Matthew Prince, Cloudflare’s co-founder and CEO, emphasized the significance of network performance in the AI landscape: “As AI becomes integral to our daily lives, the importance of network speeds and latency cannot be overstated. With AI workloads transitioning from training to inference, regional performance and availability will be crucial. Cloudflare’s global AI platform, supported by GPUs in cities worldwide, is set to transition AI from a novel concept to an everyday utility, much like faster internet did for smartphones.”

Key Enhancements to Cloudflare Workers AI:

– Upgraded Performance and Larger Model Support: Cloudflare’s global network now features advanced GPUs to boost AI inference performance. This upgrade enables the handling of larger models, such as Llama 3.1 70B and upcoming Llama 3.2 models with sizes ranging from 1B to 90B. The improved performance and larger context windows support more complex tasks and deliver a smoother user experience.

– Enhanced Monitoring with Persistent Logs: New persistent logs in AI Gateway, available in open beta, provide developers with the ability to store and analyze users’ prompts and model responses over extended periods. This feature offers detailed insights into application performance, including request costs and durations, aiding in application refinement.
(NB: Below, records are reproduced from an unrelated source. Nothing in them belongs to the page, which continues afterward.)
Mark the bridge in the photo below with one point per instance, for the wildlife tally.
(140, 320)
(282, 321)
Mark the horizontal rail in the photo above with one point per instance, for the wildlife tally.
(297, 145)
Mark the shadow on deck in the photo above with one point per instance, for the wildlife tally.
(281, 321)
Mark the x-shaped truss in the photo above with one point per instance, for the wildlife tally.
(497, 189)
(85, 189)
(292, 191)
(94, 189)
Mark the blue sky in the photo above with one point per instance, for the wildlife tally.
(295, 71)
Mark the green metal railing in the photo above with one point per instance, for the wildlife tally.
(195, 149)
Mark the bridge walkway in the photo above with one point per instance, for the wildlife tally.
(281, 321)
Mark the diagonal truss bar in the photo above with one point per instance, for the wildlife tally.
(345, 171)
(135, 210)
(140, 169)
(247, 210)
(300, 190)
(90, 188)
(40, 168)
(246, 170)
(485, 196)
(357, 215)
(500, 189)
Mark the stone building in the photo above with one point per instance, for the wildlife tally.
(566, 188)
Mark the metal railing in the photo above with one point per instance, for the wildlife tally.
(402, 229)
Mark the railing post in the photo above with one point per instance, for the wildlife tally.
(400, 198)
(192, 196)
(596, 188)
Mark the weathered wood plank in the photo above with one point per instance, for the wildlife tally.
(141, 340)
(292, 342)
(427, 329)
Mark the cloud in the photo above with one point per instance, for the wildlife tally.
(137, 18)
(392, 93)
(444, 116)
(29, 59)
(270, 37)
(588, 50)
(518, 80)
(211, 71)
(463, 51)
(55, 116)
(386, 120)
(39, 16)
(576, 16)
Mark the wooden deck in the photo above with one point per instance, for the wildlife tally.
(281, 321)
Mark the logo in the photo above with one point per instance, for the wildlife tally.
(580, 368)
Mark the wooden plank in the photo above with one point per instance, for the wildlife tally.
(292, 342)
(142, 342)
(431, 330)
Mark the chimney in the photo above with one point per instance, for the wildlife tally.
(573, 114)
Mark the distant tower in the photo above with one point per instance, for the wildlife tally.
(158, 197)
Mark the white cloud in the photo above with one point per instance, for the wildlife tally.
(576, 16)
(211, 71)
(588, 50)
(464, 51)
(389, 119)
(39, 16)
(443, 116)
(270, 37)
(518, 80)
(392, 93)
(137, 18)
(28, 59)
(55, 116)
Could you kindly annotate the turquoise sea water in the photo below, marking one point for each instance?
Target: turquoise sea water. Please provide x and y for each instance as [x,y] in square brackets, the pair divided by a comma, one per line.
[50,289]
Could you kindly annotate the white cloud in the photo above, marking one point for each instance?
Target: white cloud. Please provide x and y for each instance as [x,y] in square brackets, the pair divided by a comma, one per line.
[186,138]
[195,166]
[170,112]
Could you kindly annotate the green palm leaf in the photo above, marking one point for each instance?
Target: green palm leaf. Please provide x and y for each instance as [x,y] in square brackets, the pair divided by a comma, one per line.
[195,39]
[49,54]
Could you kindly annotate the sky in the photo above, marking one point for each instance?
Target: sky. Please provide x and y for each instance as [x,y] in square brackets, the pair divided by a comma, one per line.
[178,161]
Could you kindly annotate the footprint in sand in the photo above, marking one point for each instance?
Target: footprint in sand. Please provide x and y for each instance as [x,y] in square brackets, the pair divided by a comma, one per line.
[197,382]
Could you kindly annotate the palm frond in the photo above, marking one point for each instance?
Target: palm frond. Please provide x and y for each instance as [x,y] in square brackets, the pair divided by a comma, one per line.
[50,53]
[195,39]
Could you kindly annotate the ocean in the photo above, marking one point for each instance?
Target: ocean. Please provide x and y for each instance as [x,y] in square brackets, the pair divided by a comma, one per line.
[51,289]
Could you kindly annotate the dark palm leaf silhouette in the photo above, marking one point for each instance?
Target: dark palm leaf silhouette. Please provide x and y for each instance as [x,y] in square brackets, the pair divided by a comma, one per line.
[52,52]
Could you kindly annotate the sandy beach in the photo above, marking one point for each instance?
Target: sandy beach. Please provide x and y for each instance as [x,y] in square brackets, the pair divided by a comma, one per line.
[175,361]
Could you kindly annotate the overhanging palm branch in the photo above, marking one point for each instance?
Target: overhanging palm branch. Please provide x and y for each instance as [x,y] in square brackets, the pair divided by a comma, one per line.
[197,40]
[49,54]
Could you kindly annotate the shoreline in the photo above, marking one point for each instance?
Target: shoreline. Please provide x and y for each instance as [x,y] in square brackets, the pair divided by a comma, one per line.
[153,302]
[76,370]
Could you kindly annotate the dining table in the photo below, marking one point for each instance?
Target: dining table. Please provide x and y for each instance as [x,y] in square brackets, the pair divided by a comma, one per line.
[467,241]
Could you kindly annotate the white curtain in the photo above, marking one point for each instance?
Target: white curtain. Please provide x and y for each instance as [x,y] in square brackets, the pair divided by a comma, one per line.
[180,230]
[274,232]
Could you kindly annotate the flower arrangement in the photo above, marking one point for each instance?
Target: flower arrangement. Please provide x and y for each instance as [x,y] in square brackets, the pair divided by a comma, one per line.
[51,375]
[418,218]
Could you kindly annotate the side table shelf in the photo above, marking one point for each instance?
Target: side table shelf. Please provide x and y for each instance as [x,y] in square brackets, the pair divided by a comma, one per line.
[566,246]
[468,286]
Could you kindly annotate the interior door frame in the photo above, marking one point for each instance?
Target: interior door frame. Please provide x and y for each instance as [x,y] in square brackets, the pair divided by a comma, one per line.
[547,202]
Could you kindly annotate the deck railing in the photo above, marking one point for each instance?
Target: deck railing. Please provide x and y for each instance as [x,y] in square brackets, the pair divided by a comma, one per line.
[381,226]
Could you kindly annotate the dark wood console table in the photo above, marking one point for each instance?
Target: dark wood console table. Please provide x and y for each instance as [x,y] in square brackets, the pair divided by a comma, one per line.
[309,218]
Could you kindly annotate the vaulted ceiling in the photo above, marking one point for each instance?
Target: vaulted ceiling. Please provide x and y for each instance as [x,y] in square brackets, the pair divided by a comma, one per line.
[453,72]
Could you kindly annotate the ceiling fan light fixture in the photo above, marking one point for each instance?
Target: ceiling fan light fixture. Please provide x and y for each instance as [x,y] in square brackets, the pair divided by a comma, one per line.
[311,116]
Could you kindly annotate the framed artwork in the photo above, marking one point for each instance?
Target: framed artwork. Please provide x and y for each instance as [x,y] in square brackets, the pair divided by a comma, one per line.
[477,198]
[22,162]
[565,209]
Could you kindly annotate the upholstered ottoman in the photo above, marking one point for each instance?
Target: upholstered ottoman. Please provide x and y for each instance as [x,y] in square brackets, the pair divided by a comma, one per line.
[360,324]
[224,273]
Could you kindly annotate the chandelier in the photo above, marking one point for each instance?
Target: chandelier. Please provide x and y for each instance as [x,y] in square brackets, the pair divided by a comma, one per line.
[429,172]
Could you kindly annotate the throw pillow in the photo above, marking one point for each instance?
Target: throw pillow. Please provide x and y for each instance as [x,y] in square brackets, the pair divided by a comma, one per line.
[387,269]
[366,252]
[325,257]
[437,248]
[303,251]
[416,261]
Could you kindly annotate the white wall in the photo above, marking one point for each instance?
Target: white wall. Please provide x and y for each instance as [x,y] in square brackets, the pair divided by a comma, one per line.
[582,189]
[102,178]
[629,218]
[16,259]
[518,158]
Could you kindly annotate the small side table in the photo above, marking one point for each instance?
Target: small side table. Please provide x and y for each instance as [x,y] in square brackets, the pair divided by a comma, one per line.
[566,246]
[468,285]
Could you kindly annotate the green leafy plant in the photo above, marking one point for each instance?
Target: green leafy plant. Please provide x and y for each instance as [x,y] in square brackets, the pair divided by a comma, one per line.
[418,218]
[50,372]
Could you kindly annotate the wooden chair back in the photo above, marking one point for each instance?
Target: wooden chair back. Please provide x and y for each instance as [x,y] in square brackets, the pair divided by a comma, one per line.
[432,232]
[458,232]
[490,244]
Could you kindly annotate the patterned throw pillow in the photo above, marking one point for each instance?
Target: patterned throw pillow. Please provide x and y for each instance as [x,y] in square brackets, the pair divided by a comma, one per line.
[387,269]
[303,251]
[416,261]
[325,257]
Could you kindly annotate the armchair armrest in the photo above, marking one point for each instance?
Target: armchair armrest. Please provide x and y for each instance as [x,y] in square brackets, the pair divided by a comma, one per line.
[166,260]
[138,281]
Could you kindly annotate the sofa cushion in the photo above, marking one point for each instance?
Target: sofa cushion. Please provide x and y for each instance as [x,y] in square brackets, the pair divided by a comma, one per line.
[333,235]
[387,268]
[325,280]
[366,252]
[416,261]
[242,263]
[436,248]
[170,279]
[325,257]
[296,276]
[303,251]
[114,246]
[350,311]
Since its launch, AI Gateway has processed over two billion requests.

– Faster and More Cost-Effective Queries: Cloudflare’s vector database, Vectorize, is now generally available and has been upgraded to support indexes of up to five million vectors, up from 200,000. This enhancement has reduced median query latency to 31 milliseconds from 549 milliseconds, enabling quicker information retrieval and more affordable AI applications.

These updates position Cloudflare’s Workers AI as the most advanced and accessible platform for global AI application development, setting new standards for performance and efficiency in the AI industry.